Commanders and leaders
- Walter Model: Pavel Belov

Strength
- 45,000: 20,000

Casualties and losses
- 2,200: 10,500, 20,000 taken prisoner

= Operation Hannover =

1942 German military operation

Movements of the 19th Panzer Division during Operation Hannover

Operation Hannover or Operation Hanover (sources vary) was a German operation in April–June 1942 aimed at eliminating Soviet partisans, airborne troops and encircling Red Army soldiers near Vyazma (Smolensk Oblast). The operation was a complete success for the Germans.

==Background==
Soviet partisans had been disrupting the rear of Army Group Center (and the German 4th Army in particular). In January 1942, they were strengthened by Soviet Airborne Troops (the Vyazma airborne desant operation, part of the Battles of Rzhev). The Soviets hoped that the airborne troops and the partisans would be able to secure territory and disrupt the German logistics long enough for the Soviet offensive to reach them. However, the Red Army offensive involving the 33rd Army and the 1st Guards Cavalry Corps failed to advance far enough and the Germans were able to concentrate on destroying Soviet troops in the rear.
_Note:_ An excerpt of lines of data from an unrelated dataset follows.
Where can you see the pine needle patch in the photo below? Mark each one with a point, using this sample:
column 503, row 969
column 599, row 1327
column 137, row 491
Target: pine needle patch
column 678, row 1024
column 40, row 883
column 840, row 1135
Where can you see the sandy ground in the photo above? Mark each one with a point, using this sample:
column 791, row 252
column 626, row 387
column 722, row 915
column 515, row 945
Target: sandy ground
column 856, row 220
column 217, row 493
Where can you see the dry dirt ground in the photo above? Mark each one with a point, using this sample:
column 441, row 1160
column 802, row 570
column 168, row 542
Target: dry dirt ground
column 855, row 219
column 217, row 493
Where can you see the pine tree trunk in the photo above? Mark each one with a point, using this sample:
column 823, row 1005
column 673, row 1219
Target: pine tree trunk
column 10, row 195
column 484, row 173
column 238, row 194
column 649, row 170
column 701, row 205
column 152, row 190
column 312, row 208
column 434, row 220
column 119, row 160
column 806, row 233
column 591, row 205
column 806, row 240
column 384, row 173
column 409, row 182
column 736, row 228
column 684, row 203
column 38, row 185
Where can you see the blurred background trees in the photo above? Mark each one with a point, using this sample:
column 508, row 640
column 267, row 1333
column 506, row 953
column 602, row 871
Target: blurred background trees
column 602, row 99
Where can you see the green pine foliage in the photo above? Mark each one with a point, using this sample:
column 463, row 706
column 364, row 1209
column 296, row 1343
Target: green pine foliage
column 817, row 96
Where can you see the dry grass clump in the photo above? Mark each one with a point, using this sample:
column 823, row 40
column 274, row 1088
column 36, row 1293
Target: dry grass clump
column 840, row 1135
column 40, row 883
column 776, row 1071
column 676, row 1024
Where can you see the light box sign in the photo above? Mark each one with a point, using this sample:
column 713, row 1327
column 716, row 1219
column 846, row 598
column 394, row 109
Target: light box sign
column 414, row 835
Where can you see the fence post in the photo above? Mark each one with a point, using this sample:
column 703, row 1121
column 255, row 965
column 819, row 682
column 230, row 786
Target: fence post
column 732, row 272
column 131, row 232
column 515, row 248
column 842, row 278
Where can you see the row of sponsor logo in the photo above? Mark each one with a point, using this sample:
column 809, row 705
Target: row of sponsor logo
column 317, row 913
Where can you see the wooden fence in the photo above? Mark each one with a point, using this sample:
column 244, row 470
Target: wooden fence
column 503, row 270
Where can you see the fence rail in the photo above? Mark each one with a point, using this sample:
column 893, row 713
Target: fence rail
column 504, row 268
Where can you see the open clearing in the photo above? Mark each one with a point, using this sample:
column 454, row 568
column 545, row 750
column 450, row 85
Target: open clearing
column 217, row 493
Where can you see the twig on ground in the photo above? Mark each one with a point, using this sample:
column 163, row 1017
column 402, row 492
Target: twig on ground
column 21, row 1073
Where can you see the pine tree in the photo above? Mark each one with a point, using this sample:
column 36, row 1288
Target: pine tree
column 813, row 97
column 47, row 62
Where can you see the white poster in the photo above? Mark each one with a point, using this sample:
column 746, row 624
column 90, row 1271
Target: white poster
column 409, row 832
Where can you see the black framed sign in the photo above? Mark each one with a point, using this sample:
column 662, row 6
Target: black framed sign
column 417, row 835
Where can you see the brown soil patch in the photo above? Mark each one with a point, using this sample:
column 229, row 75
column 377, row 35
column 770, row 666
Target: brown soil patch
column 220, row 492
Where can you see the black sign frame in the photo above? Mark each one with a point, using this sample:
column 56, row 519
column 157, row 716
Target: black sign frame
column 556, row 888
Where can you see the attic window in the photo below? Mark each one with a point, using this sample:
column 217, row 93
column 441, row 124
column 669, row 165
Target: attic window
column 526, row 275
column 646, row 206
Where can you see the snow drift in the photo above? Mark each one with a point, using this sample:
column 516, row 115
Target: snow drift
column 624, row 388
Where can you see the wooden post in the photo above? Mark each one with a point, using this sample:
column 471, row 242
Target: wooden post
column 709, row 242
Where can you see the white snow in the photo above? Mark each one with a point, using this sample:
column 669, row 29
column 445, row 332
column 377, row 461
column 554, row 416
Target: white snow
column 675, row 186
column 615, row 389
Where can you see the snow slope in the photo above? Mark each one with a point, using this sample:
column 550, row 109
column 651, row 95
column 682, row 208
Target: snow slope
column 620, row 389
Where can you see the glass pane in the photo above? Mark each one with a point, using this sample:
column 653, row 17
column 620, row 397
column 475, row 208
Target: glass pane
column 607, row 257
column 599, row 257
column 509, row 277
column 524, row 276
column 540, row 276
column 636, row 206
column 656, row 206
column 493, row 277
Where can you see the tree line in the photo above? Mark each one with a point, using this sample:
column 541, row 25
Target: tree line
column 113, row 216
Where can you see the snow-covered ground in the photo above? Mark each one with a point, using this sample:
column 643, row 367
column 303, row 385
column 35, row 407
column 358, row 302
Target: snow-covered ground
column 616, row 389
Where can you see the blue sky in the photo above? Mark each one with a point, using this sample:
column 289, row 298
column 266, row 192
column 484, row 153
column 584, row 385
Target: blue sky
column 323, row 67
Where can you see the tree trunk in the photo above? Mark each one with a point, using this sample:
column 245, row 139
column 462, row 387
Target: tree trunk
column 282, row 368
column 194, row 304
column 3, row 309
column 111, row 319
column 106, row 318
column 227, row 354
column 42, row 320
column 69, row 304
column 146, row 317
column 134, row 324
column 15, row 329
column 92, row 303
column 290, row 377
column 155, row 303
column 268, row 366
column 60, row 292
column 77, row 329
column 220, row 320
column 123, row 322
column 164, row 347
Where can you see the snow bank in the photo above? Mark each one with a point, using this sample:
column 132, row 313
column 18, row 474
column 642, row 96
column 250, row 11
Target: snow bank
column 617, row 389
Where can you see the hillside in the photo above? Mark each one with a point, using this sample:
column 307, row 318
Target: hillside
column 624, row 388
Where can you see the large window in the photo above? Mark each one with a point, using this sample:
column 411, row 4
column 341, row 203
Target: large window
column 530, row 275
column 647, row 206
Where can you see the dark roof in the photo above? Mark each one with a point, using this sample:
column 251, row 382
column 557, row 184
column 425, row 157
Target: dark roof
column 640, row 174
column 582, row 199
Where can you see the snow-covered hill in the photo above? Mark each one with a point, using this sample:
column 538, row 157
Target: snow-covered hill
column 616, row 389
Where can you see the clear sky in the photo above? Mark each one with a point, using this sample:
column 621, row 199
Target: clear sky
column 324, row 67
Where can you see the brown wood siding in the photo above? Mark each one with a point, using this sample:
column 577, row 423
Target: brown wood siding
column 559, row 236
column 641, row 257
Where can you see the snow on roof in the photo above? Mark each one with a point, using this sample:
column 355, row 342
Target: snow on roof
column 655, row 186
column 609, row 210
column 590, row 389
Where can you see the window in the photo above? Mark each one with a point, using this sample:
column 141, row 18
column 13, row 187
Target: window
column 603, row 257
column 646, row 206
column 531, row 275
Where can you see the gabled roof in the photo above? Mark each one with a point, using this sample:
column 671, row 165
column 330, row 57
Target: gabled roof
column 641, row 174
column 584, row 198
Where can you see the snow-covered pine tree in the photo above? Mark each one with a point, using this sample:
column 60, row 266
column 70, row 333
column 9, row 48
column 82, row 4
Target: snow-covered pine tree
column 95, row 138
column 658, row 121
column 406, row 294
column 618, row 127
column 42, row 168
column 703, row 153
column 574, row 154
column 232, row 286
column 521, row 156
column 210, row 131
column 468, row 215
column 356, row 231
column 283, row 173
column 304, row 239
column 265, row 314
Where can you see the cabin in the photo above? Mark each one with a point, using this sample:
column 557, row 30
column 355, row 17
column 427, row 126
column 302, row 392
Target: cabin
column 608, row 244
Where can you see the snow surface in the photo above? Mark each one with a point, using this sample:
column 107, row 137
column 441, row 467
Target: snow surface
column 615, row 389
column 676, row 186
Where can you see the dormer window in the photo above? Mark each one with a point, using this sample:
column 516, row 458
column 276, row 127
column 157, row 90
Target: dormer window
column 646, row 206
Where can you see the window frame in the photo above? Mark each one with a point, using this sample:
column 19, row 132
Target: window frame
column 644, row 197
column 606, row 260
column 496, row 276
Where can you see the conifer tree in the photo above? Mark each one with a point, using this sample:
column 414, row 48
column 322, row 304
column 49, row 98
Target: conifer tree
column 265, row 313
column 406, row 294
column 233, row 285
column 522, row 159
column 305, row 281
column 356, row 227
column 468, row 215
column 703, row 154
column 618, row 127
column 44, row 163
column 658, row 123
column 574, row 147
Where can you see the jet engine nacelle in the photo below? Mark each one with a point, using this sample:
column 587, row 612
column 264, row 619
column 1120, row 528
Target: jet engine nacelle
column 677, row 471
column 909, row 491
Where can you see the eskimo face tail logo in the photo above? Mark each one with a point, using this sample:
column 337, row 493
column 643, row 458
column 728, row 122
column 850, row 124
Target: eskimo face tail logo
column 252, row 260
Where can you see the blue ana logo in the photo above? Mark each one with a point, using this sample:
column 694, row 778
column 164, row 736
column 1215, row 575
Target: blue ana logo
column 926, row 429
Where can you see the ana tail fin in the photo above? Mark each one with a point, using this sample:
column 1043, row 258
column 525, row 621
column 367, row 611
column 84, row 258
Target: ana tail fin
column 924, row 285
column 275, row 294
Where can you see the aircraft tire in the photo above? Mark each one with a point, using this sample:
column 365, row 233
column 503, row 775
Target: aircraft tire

German forces from the 4th Army and the 4th Panzer Army, having stopped the Soviet offensive, engaged airborne troops and partisans. These airborne troops and partisans fought a conventional battle with German forces and sustained a major defeat. The partisan forces in the area were so thoroughly decimated that the Soviets were unable to recreate any significant partisan activity in this region for the remainder of the war. Operation Hannover is seen as the most successful German anti-partisan operation ever; this is attributed primarily to the fact that the partisans decided to challenge the German forces in open battle.

At the same time, Operation Hannover II, near Moscow, resulted in the elimination of encircled Red Army troops (the 39th Army and the 11th Cavalry Corps).